Your company may ignore this standard rule when the Girl Scout Cookies show up – but using the break room to promote your latest venture is generally frowned upon. Save it for happy hour. If you find it difficult to focus at work, you may want to consider a career transition so you can dedicate your energy to the work that you love. But if you want to maintain or grow your career with your current employer, stay on the safe side by being fully present and engaged in your core responsibilities while you are on company time.
3) Think before you post.
A few weeks ago, I added my coaching business to my LinkedIn profile. Not only did LinkedIn notify all of my connections, it gave some of my current colleagues the impression that I had left the company! While I was able to quickly resolve the misunderstanding, it could have been avoided had I put a little more thought into my profile update. So it’s important to carefully manage your social media networks. Every post should be intentional and directed to the appropriate audience.

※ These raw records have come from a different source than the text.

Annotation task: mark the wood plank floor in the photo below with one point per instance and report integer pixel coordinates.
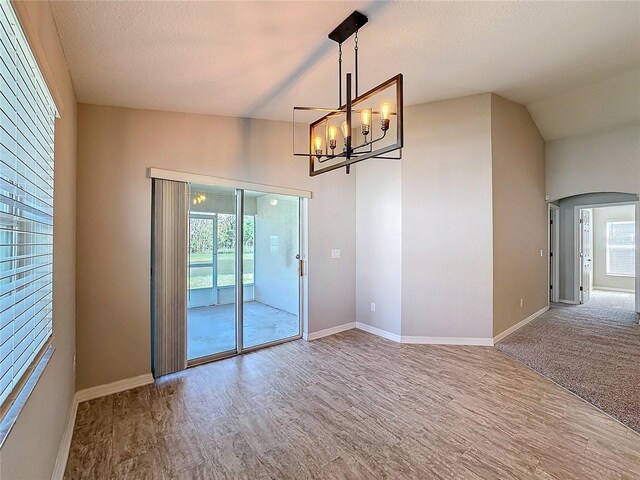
(352, 406)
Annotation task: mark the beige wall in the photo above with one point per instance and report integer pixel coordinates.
(115, 146)
(519, 215)
(446, 219)
(379, 244)
(600, 218)
(607, 160)
(30, 450)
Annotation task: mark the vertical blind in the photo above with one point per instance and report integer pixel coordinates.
(169, 276)
(621, 249)
(27, 116)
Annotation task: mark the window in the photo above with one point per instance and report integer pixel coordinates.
(621, 249)
(212, 243)
(27, 115)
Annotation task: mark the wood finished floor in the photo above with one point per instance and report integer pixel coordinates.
(352, 406)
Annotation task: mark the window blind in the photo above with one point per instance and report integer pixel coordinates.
(621, 249)
(27, 116)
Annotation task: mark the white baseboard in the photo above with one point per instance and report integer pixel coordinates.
(378, 331)
(610, 289)
(520, 324)
(83, 396)
(328, 331)
(113, 387)
(424, 340)
(65, 442)
(475, 341)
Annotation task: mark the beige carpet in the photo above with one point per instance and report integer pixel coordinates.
(592, 350)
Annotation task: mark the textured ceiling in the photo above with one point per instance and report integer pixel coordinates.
(258, 59)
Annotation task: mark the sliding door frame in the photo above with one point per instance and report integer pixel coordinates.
(303, 245)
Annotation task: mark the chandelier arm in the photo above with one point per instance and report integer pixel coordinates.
(371, 142)
(326, 158)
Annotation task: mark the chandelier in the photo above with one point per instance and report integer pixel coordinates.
(368, 125)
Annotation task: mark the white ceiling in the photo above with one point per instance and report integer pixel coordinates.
(258, 59)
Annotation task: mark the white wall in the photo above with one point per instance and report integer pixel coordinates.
(602, 161)
(379, 244)
(567, 230)
(600, 218)
(277, 243)
(447, 239)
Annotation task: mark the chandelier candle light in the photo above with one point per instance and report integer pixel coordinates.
(367, 141)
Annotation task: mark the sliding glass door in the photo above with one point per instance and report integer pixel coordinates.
(211, 312)
(261, 253)
(271, 313)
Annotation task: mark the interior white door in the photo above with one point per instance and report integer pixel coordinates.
(586, 256)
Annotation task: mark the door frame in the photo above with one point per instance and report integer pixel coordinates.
(303, 230)
(579, 260)
(554, 255)
(576, 253)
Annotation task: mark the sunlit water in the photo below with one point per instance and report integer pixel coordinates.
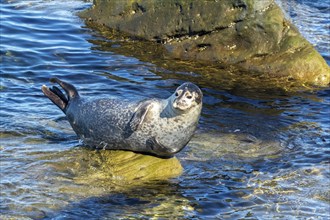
(258, 153)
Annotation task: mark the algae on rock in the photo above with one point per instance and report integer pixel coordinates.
(252, 35)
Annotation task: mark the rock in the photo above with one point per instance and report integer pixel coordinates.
(249, 34)
(122, 168)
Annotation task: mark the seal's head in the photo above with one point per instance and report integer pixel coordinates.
(187, 96)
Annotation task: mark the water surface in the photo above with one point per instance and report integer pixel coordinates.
(259, 153)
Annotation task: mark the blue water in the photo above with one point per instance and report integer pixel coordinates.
(259, 153)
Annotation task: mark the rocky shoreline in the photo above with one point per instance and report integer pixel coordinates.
(251, 35)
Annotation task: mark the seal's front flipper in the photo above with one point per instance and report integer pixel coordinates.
(159, 149)
(137, 119)
(55, 98)
(139, 115)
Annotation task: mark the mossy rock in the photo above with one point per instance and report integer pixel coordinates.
(122, 168)
(251, 35)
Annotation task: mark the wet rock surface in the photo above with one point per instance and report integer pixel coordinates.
(252, 35)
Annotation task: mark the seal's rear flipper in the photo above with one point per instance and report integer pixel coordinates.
(69, 89)
(54, 96)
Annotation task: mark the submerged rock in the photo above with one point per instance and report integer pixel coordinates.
(121, 169)
(252, 35)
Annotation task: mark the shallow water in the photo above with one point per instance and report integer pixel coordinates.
(259, 153)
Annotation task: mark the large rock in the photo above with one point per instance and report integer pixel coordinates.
(250, 34)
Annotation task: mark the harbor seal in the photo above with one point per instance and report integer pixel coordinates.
(160, 127)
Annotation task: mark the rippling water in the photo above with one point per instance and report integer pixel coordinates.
(258, 153)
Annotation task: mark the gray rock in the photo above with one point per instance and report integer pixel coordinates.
(252, 35)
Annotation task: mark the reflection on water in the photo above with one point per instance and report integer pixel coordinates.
(260, 151)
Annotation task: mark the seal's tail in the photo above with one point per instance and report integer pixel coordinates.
(57, 96)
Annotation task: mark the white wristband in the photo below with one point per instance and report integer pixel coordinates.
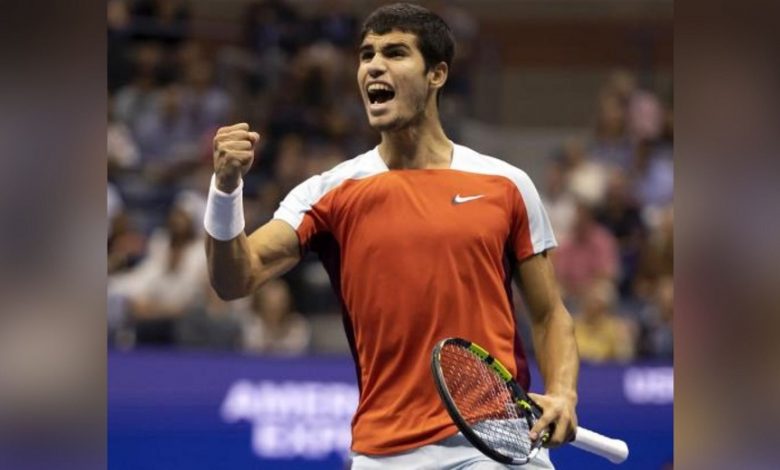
(224, 219)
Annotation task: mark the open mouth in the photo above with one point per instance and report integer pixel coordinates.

4) Keep the main thing the main thing.
If your main stream is your main source of income…then it should be your main career priority. You can’t afford to miss important meetings or key deadlines to support your other business. Additionally, the LAST thing you want is to get caught working on a personal project during office hours. Plan your week in advance so that you can effectively manage your time.
5) Be prepared to answer direct questions about your career.
If you want to stay and grow with the organization, address any question related to your career head on. It’s up to you to decide how much information to share. But there’s no need to become defensive or evasive. I recommend you provide a concise account of what you are doing and how you got started. Just make sure that by the end of the conversation, your manager walks away with the understanding that you enjoy your job and intend to keep giving it your best.